Когда-то паломники стекались к ним в ложбину по узким улицам взгроможденного над ними города, там, где теперь домишки, огороды, пустыри. Больше тысячи лет рака святого Давида была одной из главных святынь страны, и к титулам английских королей, хотя уже пять веков не заезжали они сюда, принадлежит титул каноника его храма. От дворца остались развалины, поражающие богатством отделки и размахом замысла, а к собору прилепили тщедушный новый фасад, но внутри не тронули могучих, норманнами поставленных арок и замысловатых узоров деревянного резного потолка. Отсюда до моря не меньше получаса ходьбы, но святому Давиду молились рыбаки и мореходы, из морского камня построили его дом, и кажется, что от входа к алтарю он пронизан ветром и что гул органа в его стенах переходит в гул морской волны.
**
*
О кесаре Констанции Хлоре, перед смертью отправившемся в Британию, панегирист говорит, что он «восхотел увидеть незакатные дни нашего мира раньше, чем лицезреть в Елисейских полях сияние вечности». Медаль, найденная в Аррасе, воздает ему хвалу за то, что он вернул Римской империи «вечный свет» — всё те же незакатные дни гипербореев.
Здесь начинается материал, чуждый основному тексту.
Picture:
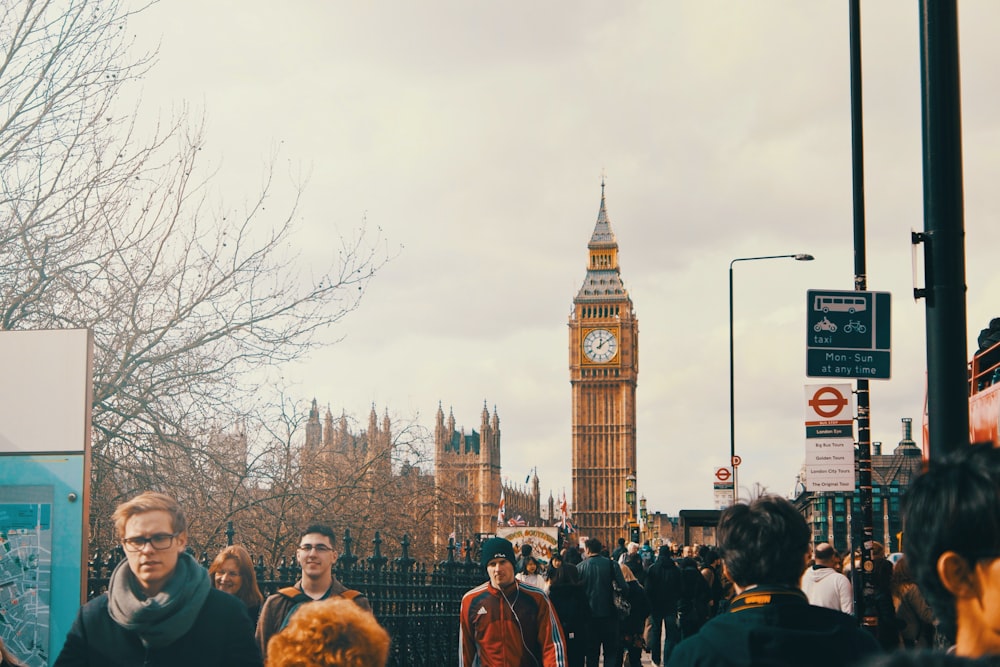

Витиеватая фраза позднего ритора и лапидарная надпись на медали заключают в себе нечто большее, чем их непосредственный поэтический смысл: свидетельство о том, что в сумерках древнего мира еще теплилась память о таинственном древнем Западе, окончательно померкшая лишь с победой христианства. «Redditor lucis aeternae», — это последний раз слышится голос средиземноморского классического мира, создавшего миф, или сохранившего предание, о затонувшем материке, мира, которому снились на западе острова блаженных и золотые яблоки Гесперид. Не иначе, как волшебными должны были казаться ему эти дальние атлантические берега, где мы бродим теперь, наступая на полустертые следы другого, прочней забытого, глубже похороненного мира.